On retrouve ce mécanisme sur Twitter, à ceci près que ce sont les algorithmes de l’entreprise qui tentent d’effectuer automatiquement cette opération. Même chose chez Instagram, qui a récemment décidé d'imposer un flou sur les photos et vidéos considérées comme sensibles.

Autre élément à prendre en compte : le périmètre de visibilité de son message. On y accède par la petite icône en forme de planète. Le message est par défaut public, c'est-à-dire à destination du fil public et donc visible par tous. Dans le menu, on peut cependant restreindre le champ : non-listé pour qu'il n'apparaisse pas dans le fil public, privé pour qu'il soit limité aux seuls abonnés et direct, pour un seul abonné. Attention donc à ne pas confondre les réglages privé et direct, une distinction qui n'existe pas sous Twitter.

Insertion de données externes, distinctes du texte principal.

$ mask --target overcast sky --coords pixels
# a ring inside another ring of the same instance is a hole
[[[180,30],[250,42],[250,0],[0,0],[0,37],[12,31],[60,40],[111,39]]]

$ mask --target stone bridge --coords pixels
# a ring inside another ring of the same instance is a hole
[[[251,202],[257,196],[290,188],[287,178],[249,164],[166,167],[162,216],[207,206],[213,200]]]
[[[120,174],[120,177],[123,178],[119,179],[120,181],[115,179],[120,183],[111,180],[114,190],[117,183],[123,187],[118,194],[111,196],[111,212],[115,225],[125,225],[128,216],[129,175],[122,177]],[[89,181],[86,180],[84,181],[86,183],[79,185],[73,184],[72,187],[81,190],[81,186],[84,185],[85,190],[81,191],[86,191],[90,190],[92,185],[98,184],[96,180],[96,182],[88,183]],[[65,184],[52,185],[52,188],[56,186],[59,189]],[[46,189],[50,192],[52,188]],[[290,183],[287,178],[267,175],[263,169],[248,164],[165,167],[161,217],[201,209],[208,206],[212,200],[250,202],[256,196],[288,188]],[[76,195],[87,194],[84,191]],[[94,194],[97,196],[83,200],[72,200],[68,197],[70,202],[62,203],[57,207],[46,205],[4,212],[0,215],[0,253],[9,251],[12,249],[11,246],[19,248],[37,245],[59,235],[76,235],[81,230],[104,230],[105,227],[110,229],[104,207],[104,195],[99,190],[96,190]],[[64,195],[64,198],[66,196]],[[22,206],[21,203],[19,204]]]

Elle est d'autant plus importante que la préparation du message se fait de la même manière : on mentionne des comptes puis on écrit son texte. Mais dans le premier cas, le message sera visible par tous les abonnés, alors que dans le second, seules les personnes interpelées pourront le lire.

Signalons au passage que les messages directs prennent bien en compte les mentions multiples et qu'on peut donc créer des « DM à plusieurs », une fonctionnalité arrivée assez tard sur Twitter. D'autant que, là aussi, on peut joindre un GIF, une photo, une vidéo ou des emojis.

Des conséquences pour la visibilité des comptes

À la lecture de ces différences avec Twitter, certains se seront immédiatement fait la réflexion : sans algorithme et avec un fil public, la visibilité d’un compte sera forcément très différente.

Mastodon renvoie effectivement davantage sur une idée de méritocratie. Aucun programme de traitement, aucun service ni aucun « curateur » n’est là pour définir ce qui « marche ». En d’autres termes, le nombre d’abonnés, la certification d’un profil et ce genre de paramètre n’entrent pas en ligne de compte pour augmenter la visibilité. Personne ne sera là pour décider qu’un compte en particulier doit être vu de tous.

Pour les utilisateurs de Mastodon, la conséquence est très nette : la liste des messages qu’ils verront sera toujours chronologique. C’est l’une des plus grosses différences avec Twitter, qui cherche à montrer en premier les tweets censés être les plus intéressants, ce qu’on aurait pu rater, etc. Une intention peut-être « louable », mais qui casse largement le sentiment de maîtrise que l’on a de l’outil, à moins de passer par une autre application.

On trouve déjà des applications mobiles

L'utilisation de Mastodon ne se résume à son application web. Projet libre et open source oblige, proposant une API REST il peut être facilement exploité pour la création d'applications compatibles.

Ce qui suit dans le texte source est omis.